And it’s all due to one song. Two years ago, the Irish musician was frontman of the critically acclaimed but commercially obscure band The Frames.
Then, in February of 2008, he was catapulted into the spotlight when he and Markéta Irglová — his musical partner and co-star in the busker romance Once — won the 2008 Best Original Song Oscar for Falling Slowly. You might remember Irglová being cut off in mid-acceptance speech and being brought back onstage by host Jon Stewart so she could finish.
For Hansard, the indie-folk duo’s overnight success ended 18 years of struggle.
But even as it put an end to many of his financial and professional worries, it created a whole new set of personal problems that left him feeling decidedlly less than swell for a season.
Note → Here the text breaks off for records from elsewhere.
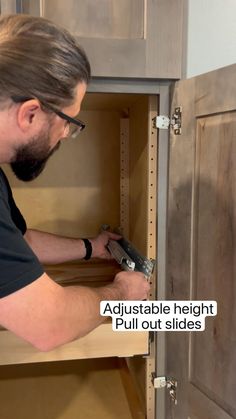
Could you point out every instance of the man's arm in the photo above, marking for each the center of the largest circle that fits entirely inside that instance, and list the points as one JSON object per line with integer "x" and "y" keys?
{"x": 50, "y": 248}
{"x": 48, "y": 315}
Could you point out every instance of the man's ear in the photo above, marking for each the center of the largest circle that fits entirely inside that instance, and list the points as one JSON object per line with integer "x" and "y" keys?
{"x": 28, "y": 114}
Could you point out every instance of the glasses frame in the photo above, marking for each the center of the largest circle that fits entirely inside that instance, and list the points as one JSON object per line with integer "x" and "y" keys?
{"x": 79, "y": 124}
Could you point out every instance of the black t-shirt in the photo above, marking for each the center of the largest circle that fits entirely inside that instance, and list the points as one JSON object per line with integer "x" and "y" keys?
{"x": 19, "y": 266}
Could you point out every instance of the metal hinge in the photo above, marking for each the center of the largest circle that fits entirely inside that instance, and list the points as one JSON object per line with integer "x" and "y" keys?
{"x": 175, "y": 122}
{"x": 169, "y": 382}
“Success came at such a rate and such a speed that I couldn’t adjust to it,” he admits. “All of these great things had happened — I had just won an Oscar and we were playing these rooms for thousands of people who were listening and interested and had paid money to come see our band — and I was so sad. I couldn’t understand why.
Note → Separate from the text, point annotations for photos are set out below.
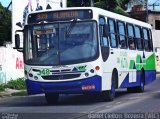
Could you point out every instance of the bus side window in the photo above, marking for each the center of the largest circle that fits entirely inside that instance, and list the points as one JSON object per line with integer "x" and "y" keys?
{"x": 150, "y": 40}
{"x": 146, "y": 39}
{"x": 103, "y": 38}
{"x": 131, "y": 37}
{"x": 112, "y": 33}
{"x": 122, "y": 35}
{"x": 138, "y": 38}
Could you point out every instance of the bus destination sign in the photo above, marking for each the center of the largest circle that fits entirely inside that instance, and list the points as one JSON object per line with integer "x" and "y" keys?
{"x": 63, "y": 15}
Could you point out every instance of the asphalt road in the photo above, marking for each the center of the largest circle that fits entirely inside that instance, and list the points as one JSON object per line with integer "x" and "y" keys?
{"x": 82, "y": 106}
“And then I realized: The person I had been for 18 years had just died. The guy who struggled and wanted success and who was ambitious and chasing every opportunity was gone, and now I was being introduced to this new character — the guy who is successful — and I didn’t know how to deal with him. There was a brief but intense grieving period.”
Equally brief but intense, he admits, was a romance that sprung up between Hansard and Irglová — who is 18 years his junior.
“That was a chapter that was really great and fine,” he admits, “but we quickly found that we get on much better as mates than we do as boyfriend and girlfriend.”
Some 18 months later, the 39-year-old Hansard’s mood has finally improved along with his fortunes. And his expanded horizons are reflected in the sound of the duo’s third album Strict Joy, released Oct. 27 on Anti-Epitaph.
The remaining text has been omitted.